Sam and Elliott Coffey playing at home.

The other day, I was lamenting to my husband yet again about how fast time seems to be going.

I feel like it was just March — back when the coronavirus pandemic was just beginning for us here and when we were pretty much on lockdown at home. Now, suddenly, July is over and we’re talking about school starting.

We’ve missed out on so much stuff this year. My son missed saying goodbye to his classmates and teacher during his first year at school. We have barely seen any family and friends since March. We haven’t gone to the pool once — which is always at the top of our summer bucket list — and the family vacation we had hoped to take this year is on pause for who knows how long.

This year has taken a toll on all of us, and it’s easy to complain and focus on all the negative things we’ve had thrown our way. But I can’t live that way. I have to at least try and focus on the silver linings, or I feel like I’ll go crazy. So as I look back on these last four months of weirdness, I realized despite all the things we’ve missed, there are a lot of things we’ve gained.

And look: I know we still have it pretty good. My husband and I are still employed. We’re allowed to work from home. We haven’t had too many major disruptions. We’ve been stuck at home for what seems like forever, but one of the silver linings is just that: being home. I get to spend so much time with my boys.

It’s no secret that I have always wanted to be a stay-at-home mom to my boys, who are 6 and 3. I would have loved to have had a couple of years home with them when they were smaller. But working made more sense for my family, and that’s just something I accepted. I didn’t ever think I’d get a chance to be home with my kids during the week (not including vacations).

Sure, I’m working from home (which I feel incredibly lucky about), but I still feel like I’m getting a taste of what it’s like to be a stay-at-home mom and being around my kids more. It’s nice to be able to enjoy breakfast together without rushing out the door for school and work. I also absolutely adore being able to make an actual lunch at home and sit with them, too. They sure beat my reheated leftovers in an empty cubicle. And my afternoon walk break is so much more interesting with my kids and dog in tow.

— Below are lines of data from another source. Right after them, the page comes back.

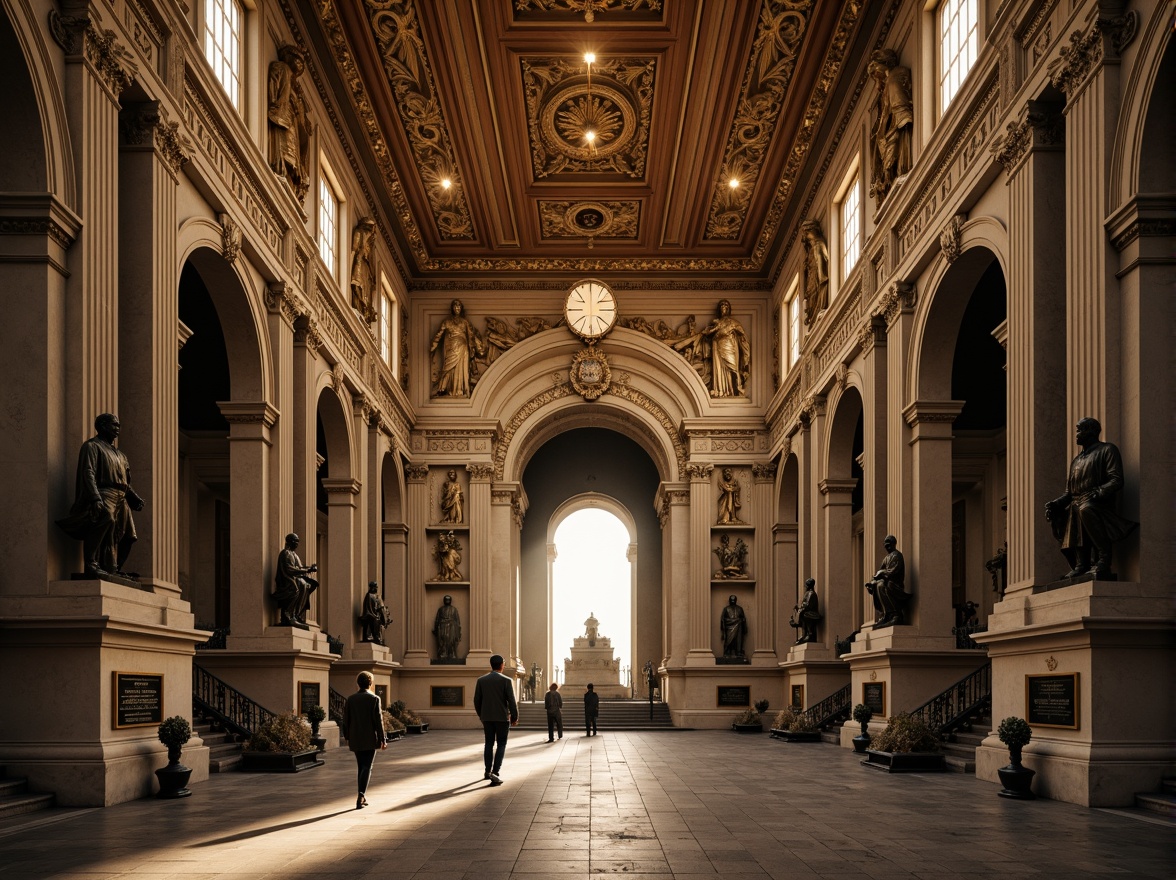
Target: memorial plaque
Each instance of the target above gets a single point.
(447, 695)
(734, 695)
(138, 699)
(874, 697)
(1053, 700)
(307, 695)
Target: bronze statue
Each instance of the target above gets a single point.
(460, 345)
(452, 499)
(888, 587)
(806, 614)
(1084, 519)
(289, 127)
(447, 630)
(375, 617)
(728, 499)
(293, 585)
(100, 517)
(733, 625)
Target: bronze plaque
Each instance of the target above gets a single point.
(138, 699)
(734, 695)
(307, 695)
(1053, 700)
(874, 697)
(447, 695)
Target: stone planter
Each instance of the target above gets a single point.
(280, 761)
(903, 761)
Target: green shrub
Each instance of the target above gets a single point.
(281, 733)
(907, 733)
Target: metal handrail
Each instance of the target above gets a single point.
(950, 710)
(830, 708)
(234, 711)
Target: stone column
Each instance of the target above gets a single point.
(1033, 155)
(152, 155)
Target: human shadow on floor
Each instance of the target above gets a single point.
(271, 830)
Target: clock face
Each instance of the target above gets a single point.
(590, 310)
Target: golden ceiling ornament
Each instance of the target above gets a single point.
(590, 374)
(561, 106)
(769, 71)
(396, 30)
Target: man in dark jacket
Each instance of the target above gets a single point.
(495, 705)
(554, 705)
(363, 730)
(592, 710)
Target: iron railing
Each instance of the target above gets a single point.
(950, 710)
(830, 708)
(233, 710)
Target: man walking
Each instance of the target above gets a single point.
(495, 705)
(363, 730)
(554, 705)
(592, 708)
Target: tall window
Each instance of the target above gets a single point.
(328, 225)
(222, 45)
(850, 227)
(957, 46)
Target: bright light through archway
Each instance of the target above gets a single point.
(590, 575)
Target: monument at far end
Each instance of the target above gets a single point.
(592, 661)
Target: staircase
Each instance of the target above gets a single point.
(614, 715)
(15, 798)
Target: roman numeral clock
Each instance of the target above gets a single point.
(590, 313)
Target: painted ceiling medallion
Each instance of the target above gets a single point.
(561, 107)
(769, 70)
(588, 219)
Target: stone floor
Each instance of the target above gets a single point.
(650, 805)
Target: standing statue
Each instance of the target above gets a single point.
(1084, 519)
(289, 127)
(888, 587)
(293, 585)
(806, 614)
(361, 268)
(733, 626)
(460, 345)
(728, 499)
(816, 271)
(452, 499)
(100, 517)
(447, 630)
(375, 617)
(448, 553)
(894, 122)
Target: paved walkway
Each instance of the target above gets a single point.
(680, 805)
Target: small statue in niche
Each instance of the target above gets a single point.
(806, 614)
(447, 630)
(816, 271)
(361, 268)
(448, 554)
(100, 517)
(732, 560)
(728, 499)
(452, 499)
(375, 617)
(289, 127)
(1083, 519)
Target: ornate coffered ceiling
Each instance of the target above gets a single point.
(494, 97)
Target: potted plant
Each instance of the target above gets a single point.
(1015, 733)
(173, 779)
(907, 744)
(280, 745)
(862, 715)
(316, 715)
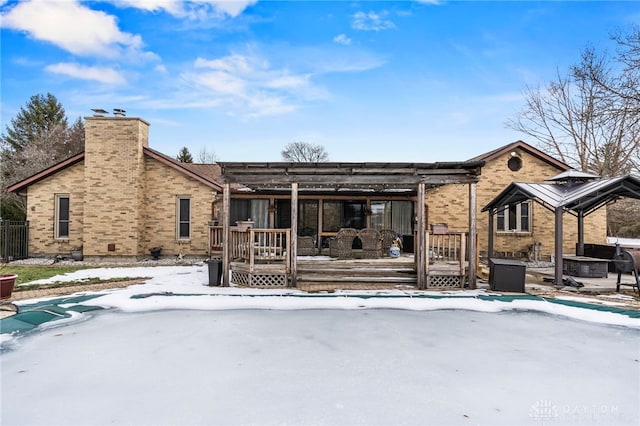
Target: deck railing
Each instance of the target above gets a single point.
(251, 244)
(449, 247)
(447, 260)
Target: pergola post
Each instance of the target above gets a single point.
(226, 208)
(558, 243)
(294, 234)
(472, 237)
(580, 248)
(491, 236)
(421, 250)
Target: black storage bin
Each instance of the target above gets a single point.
(507, 275)
(408, 243)
(215, 271)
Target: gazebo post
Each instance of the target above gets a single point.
(558, 242)
(294, 234)
(472, 237)
(490, 238)
(226, 208)
(580, 249)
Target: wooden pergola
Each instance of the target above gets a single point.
(366, 178)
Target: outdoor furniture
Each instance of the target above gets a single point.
(387, 235)
(340, 245)
(371, 243)
(307, 246)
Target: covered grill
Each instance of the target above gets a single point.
(627, 261)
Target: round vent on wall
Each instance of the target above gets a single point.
(514, 164)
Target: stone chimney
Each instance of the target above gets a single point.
(114, 185)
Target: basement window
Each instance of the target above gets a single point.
(62, 216)
(184, 217)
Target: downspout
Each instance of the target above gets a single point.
(226, 206)
(473, 266)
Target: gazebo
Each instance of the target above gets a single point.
(573, 192)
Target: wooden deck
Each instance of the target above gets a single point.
(318, 273)
(261, 258)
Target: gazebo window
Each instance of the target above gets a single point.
(515, 218)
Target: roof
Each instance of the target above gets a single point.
(208, 174)
(585, 198)
(332, 176)
(520, 145)
(23, 184)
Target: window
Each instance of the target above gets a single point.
(255, 209)
(62, 216)
(396, 215)
(515, 218)
(184, 218)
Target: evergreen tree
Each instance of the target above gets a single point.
(41, 115)
(38, 137)
(184, 156)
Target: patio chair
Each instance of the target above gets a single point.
(340, 245)
(371, 243)
(307, 246)
(387, 235)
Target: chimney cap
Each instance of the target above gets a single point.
(99, 112)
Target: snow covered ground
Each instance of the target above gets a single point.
(192, 354)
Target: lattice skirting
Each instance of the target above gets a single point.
(445, 281)
(259, 280)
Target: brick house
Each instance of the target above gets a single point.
(519, 227)
(120, 198)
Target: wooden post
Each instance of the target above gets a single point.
(420, 243)
(490, 237)
(558, 243)
(294, 234)
(473, 266)
(580, 248)
(226, 208)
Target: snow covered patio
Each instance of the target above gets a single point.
(174, 351)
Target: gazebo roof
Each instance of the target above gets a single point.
(362, 177)
(585, 197)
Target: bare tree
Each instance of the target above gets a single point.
(206, 157)
(304, 152)
(575, 119)
(590, 119)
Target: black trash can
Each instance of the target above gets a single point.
(507, 275)
(215, 271)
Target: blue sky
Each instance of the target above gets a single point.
(368, 80)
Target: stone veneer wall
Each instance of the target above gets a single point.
(163, 186)
(41, 199)
(448, 204)
(114, 182)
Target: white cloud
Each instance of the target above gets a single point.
(74, 28)
(198, 9)
(372, 21)
(342, 39)
(101, 74)
(249, 85)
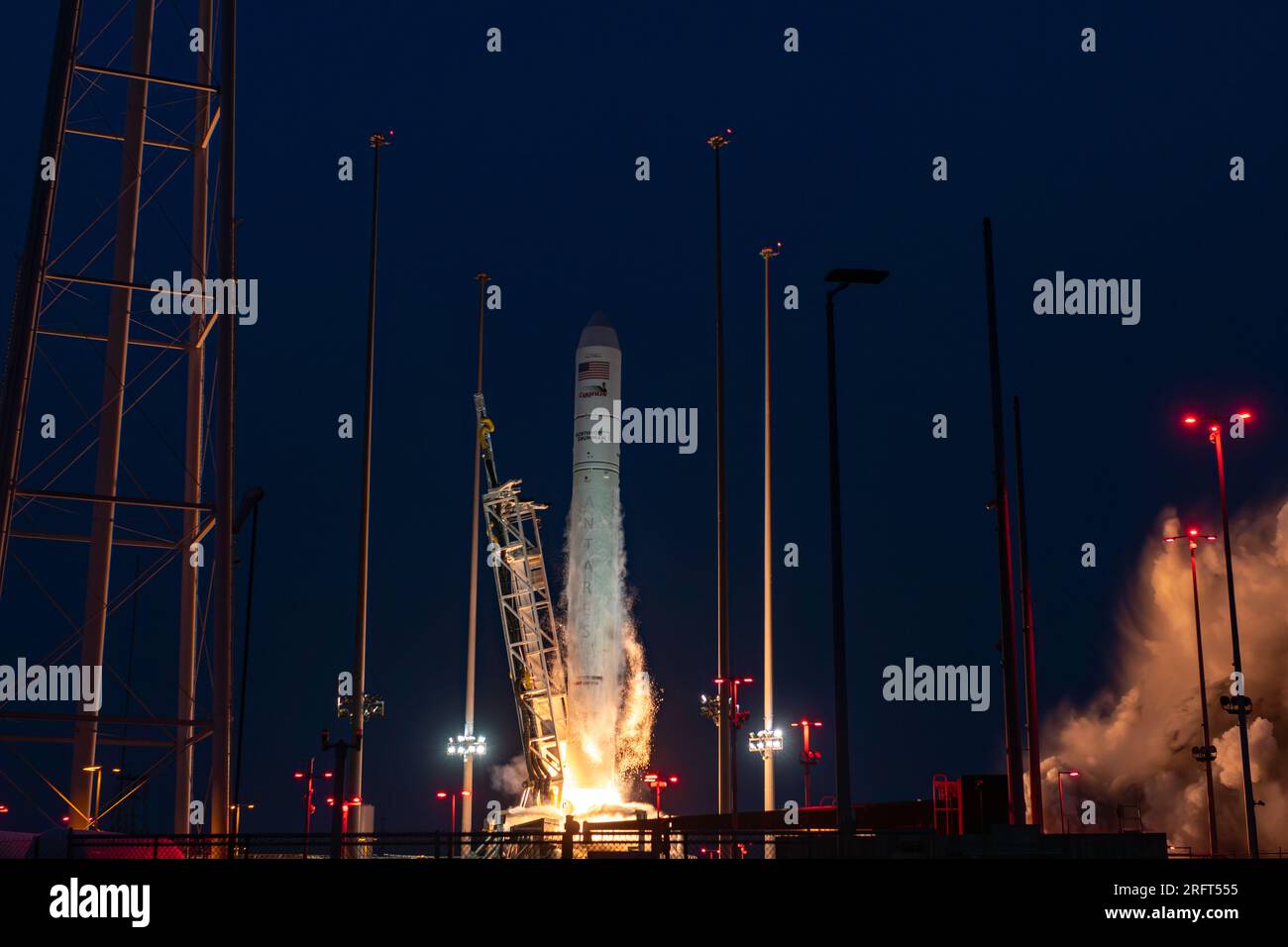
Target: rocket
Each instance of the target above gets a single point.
(595, 561)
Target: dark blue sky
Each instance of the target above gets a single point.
(1107, 165)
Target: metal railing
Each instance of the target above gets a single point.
(596, 843)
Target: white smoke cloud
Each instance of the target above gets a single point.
(1131, 745)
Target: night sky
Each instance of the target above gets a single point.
(1106, 165)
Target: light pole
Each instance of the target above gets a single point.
(467, 746)
(657, 784)
(249, 508)
(767, 736)
(95, 775)
(737, 716)
(1059, 785)
(841, 279)
(1207, 753)
(237, 809)
(1006, 585)
(809, 758)
(307, 777)
(724, 755)
(468, 759)
(359, 701)
(1237, 703)
(443, 793)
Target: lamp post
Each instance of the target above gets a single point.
(467, 746)
(1059, 784)
(1237, 703)
(237, 809)
(307, 777)
(359, 711)
(95, 775)
(249, 508)
(1207, 753)
(724, 754)
(443, 793)
(767, 736)
(809, 758)
(468, 759)
(841, 279)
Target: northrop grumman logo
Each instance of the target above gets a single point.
(653, 425)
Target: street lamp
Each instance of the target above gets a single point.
(841, 279)
(1237, 703)
(97, 783)
(443, 793)
(236, 809)
(307, 777)
(467, 745)
(809, 758)
(1059, 783)
(767, 736)
(658, 784)
(1207, 753)
(472, 637)
(725, 780)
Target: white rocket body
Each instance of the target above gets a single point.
(595, 562)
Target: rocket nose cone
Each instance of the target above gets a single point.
(597, 331)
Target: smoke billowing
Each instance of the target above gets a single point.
(610, 701)
(1132, 744)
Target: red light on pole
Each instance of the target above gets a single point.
(807, 757)
(1059, 781)
(657, 784)
(1239, 703)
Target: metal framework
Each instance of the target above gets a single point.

I know it’s not always easy to work from home with kids. It can be tough to do a Zoom meeting, edit or write while my kids request something from me every 10 minutes. (It’s not always that often, but it sure feels that way some days!) Because they’re so young, I am forced to take more breaks to care for and entertain them. And maybe it’s because I know it won’t last forever, but I don’t mind that all the breaks usually push my work day well past 5 p.m. each day.

The other silver lining has just been an overall slower lifestyle. While I feel sad about things being canceled or places having closed, it’s forced my family to slow down. Before the pandemic, we worked all week, so our weekends were always packed with trying to fit in as much fun, family time or visits with friends as we could. My husband and I always felt we had to “make up” time being away from the boys during the week. I never realized how wonderful and freeing it was to do absolutely nothing on a weekend.

Plus, without the stress of having to commute everywhere and do everything there is to do, I feel more balanced. I can squeeze laundry in before a work interview. I get to take small breaks to play with my kids (even if my workday ends up being longer because of them). We eat every single meal together.

I know being home all the time isn’t for everyone, but we’ve come to embrace it and have found we’ve really enjoyed it. I feel way more productive work-wise. And I’m happier. Being forced to slow down and take stock of what’s really important in life has been eye-opening. I’m not sure what my kids are going to remember of this time at home together. I’m sure my youngest, Elliott, probably won’t remember much of anything. But I’m hoping whatever they remember, that it’s memories of “that time we stayed home all the time with mommy and dada.”

I know I will cherish this time together for as long as I live.